Anche se manca la ruvida istintività di “Affinità e divergenze”, le chitarre distorte e i tempi movimentati, accentuati da un violino epilettico, ci sono ancora: si pensi a "Per me lo so" e "Tu menti". Il vertice del concerto è sicuramente “Cupe vampe”, con tanto di violino sgraziato e un testo che alterna disinvolto un poema lirico a una filastrocca corrosiva. Storielle elementari urlate su chitarre spigolose a ritmo forsennato, "Spara Yuri spara, spera Yuri spera”. Pervasa da un clima thriller, "Morire" porta in primo piano una depressione senza fondo con quell'arpeggio sospeso e la voce lontanissima e alienata, che declama "la morte è insopportabile per chi non riesce a vivere"; seguono "Noia" e "Depressione Caspica", cupe e taglienti come da titolo, fino al tango di "Amandoti", liscio popolare con la voce narrante e terribile.
I tempi sono cambiati, l’energia e la rabbia degli inizi cominciano a diluirsi in un'inquieta introspezione sempre a metà strada tra l’euforia e l’abbattimento. D’altro canto non ci sono più Zamboni, Annarella Giudici, e Danilo Fatur, ma nemmeno il muro di Berlino, la guerra fredda e il blocco sovietico.
Non manca nella scaletta "Annarella", tenera ninnananna dai toni eleganti, il testamento del gruppo "lasciami qui lasciami stare lasciami così, non dire una parola che non sia d’amore”. Ferretti introduce il pezzo presentandosi: "Ricomincio da capo. Un palco, una voce, due suoni: il violino e alternativamente, basso o chitarra. La cadenza si fa fluida, s’arrotondano le asperità trova spazio il sorriso e la tensione muove altri percorsi". È quasi mistica la sua presenza sul palcoscenico.
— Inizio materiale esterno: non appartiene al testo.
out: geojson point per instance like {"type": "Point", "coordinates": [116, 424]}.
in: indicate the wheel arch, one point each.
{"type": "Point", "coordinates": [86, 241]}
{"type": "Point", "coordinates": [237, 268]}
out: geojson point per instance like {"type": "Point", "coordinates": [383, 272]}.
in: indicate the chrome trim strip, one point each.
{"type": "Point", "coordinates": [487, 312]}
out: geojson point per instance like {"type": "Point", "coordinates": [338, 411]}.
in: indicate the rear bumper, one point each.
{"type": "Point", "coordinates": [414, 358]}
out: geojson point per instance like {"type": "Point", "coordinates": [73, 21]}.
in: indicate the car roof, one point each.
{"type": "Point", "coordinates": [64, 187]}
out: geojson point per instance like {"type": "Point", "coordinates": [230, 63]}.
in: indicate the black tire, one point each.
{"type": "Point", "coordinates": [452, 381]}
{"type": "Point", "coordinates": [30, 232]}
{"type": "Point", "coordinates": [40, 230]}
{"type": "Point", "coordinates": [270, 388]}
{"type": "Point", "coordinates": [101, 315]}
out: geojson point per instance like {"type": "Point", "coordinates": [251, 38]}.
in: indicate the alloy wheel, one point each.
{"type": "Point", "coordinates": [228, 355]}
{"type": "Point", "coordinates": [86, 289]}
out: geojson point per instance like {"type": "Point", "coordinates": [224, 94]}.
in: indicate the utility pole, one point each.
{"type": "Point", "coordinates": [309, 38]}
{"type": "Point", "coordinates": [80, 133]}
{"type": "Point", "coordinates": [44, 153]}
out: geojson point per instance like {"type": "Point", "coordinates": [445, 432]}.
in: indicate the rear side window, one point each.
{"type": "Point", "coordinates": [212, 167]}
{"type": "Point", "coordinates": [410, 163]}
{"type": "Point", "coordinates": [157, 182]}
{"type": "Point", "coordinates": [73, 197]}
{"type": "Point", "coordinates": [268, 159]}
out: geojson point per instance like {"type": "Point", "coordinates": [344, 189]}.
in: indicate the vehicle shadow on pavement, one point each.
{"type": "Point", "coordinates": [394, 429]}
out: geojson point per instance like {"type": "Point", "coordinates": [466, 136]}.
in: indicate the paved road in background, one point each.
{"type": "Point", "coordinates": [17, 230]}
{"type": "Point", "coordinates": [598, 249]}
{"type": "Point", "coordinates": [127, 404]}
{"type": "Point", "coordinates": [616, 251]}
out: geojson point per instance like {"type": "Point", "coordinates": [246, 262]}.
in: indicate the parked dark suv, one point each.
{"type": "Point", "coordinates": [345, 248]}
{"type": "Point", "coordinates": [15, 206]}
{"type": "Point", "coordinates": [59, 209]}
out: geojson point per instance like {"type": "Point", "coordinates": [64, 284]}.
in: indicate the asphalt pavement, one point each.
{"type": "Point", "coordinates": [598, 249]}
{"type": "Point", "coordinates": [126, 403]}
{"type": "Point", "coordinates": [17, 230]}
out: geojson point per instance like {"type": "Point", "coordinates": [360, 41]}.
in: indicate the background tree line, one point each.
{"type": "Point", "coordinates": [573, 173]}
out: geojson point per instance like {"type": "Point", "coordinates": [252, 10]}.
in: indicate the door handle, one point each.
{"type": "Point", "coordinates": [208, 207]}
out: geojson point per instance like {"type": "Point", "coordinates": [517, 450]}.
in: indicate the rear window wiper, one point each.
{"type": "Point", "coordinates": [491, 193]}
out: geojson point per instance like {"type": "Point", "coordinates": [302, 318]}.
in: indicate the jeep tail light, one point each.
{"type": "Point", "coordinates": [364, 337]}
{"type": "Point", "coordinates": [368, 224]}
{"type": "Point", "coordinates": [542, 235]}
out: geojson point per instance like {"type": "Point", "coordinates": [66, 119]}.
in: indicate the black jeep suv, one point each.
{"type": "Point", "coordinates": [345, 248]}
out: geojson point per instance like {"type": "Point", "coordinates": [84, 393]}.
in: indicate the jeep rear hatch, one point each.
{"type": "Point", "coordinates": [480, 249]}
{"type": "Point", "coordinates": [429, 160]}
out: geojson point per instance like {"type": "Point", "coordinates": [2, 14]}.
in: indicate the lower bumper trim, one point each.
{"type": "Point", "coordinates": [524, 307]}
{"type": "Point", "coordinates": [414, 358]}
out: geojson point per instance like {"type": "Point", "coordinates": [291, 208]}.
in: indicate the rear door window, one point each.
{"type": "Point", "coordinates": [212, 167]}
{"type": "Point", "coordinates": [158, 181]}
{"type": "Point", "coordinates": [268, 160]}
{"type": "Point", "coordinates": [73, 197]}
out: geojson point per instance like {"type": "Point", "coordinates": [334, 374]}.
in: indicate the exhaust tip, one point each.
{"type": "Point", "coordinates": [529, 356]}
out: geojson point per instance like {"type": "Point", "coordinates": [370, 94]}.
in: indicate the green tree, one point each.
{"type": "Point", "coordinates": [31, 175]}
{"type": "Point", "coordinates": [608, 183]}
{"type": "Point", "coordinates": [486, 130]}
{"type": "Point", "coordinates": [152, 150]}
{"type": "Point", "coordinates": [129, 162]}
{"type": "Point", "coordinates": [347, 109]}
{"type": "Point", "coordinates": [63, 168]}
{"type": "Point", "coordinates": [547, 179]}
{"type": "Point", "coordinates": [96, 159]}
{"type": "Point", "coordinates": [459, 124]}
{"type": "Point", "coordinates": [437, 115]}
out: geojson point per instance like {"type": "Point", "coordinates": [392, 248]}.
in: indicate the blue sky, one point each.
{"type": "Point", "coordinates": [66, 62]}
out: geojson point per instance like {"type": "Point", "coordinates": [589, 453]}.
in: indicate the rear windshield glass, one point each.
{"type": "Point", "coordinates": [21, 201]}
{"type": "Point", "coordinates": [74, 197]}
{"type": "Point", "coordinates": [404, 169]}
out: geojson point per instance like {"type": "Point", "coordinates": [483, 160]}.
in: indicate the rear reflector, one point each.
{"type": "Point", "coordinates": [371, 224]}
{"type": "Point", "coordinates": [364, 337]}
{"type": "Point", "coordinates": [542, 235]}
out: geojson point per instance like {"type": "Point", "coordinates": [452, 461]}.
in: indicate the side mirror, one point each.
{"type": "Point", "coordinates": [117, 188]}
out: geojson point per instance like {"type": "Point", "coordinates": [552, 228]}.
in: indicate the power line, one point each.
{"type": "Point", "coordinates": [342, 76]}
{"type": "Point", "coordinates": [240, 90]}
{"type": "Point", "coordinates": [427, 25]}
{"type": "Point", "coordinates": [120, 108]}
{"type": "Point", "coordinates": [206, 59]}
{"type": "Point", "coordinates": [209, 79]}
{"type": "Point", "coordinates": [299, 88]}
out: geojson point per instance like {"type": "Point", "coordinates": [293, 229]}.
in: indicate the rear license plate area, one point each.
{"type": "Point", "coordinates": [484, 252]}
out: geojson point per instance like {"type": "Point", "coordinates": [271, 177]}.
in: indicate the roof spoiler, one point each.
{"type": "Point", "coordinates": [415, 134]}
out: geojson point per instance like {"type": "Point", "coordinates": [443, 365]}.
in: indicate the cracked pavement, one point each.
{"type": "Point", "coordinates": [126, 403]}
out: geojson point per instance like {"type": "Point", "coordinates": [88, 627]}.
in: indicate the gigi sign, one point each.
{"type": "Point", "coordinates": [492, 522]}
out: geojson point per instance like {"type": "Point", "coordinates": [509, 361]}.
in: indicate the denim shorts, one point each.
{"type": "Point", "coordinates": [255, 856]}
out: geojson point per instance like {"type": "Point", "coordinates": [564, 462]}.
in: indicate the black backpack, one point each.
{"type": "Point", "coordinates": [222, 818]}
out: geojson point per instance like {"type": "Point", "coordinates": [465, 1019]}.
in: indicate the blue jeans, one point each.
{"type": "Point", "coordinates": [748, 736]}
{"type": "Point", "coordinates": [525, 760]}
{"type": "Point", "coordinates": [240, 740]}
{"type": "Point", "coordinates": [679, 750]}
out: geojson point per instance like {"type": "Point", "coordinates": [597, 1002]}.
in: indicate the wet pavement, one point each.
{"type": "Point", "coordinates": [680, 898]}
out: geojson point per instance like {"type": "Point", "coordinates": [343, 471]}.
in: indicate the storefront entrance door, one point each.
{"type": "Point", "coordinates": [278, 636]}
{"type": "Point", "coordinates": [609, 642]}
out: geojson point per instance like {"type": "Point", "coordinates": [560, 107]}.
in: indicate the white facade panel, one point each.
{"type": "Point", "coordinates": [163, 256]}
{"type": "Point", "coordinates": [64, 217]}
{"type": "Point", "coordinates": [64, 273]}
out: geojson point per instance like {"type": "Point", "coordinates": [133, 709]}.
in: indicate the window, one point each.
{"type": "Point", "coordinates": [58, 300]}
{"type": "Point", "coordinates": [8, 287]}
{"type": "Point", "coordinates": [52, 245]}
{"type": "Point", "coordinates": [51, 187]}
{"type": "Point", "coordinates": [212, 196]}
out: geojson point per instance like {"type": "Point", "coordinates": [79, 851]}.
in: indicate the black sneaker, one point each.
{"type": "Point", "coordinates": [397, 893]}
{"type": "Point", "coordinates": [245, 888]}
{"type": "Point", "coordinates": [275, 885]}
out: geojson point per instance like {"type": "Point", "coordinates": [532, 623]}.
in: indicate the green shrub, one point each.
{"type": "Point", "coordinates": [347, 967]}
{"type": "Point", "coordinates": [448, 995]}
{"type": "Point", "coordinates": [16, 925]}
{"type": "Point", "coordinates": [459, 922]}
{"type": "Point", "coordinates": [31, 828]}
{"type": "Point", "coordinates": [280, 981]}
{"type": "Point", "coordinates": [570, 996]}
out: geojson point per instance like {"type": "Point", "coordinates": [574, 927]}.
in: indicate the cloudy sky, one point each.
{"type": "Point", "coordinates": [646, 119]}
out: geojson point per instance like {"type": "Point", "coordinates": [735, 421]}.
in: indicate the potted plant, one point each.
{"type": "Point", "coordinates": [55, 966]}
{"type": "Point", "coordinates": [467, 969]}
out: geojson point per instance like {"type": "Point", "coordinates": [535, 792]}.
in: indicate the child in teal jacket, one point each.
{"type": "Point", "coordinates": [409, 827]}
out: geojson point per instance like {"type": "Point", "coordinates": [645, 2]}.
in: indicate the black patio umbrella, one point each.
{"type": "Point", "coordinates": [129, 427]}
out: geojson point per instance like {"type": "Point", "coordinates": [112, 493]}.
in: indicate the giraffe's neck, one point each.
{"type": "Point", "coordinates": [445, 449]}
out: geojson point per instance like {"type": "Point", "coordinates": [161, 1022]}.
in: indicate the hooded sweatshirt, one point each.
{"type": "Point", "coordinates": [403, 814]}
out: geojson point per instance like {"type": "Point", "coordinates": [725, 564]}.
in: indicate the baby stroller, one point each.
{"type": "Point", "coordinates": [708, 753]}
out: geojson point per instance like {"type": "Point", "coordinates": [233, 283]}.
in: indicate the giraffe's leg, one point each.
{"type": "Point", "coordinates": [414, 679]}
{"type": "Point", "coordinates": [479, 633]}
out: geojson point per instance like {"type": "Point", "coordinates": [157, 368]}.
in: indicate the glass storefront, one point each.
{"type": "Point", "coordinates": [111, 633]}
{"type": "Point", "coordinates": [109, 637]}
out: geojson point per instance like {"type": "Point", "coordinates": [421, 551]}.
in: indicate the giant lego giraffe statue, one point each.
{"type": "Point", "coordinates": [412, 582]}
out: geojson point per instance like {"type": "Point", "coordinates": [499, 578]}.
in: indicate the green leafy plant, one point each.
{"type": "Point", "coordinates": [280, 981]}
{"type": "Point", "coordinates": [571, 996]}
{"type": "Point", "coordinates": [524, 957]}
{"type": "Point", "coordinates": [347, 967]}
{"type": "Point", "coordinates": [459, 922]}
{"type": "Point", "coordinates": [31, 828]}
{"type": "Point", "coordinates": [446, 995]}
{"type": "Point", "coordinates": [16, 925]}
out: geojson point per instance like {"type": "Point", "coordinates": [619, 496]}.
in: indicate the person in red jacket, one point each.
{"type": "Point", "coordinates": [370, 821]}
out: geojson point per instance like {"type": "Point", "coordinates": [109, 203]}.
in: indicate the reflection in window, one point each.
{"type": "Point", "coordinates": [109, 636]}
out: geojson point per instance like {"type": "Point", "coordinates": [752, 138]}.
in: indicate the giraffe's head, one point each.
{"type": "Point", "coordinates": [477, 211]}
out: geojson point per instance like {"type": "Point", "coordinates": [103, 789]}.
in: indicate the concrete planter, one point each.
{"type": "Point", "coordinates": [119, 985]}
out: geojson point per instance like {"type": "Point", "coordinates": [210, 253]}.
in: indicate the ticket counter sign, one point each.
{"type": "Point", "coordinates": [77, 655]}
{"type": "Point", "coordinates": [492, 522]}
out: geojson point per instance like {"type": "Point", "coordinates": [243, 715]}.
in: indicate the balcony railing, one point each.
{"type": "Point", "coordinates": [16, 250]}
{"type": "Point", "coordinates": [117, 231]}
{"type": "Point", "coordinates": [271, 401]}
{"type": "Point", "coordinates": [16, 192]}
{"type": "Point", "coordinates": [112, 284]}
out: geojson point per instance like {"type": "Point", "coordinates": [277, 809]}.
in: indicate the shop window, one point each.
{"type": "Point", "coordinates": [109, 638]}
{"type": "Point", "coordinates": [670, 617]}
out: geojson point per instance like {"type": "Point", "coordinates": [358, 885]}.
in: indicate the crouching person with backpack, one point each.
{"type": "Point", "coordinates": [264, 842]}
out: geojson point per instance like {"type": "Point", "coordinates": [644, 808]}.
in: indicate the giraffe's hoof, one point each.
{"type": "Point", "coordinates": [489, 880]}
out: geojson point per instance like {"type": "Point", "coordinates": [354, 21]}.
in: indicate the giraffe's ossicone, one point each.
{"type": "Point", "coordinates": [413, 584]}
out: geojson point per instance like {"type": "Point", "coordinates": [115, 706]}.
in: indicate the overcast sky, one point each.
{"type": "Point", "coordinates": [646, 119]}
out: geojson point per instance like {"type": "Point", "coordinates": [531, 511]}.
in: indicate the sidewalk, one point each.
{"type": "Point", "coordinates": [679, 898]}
Quel “megafono”, che apparentemente si era 'inceppato' a metà concerto per dirci “onestamente non capisco quello che succede nella mia vita e in quella degli altri”, ora si sovrappone a quel volto emaciato, scavato, annerito dal tempo e sembra gridare in silenzio: “Ho preso le giuste distanze da tutto: dal mondo, dalla società, dal pubblico, dalla vita e dalla mia stessa musica”.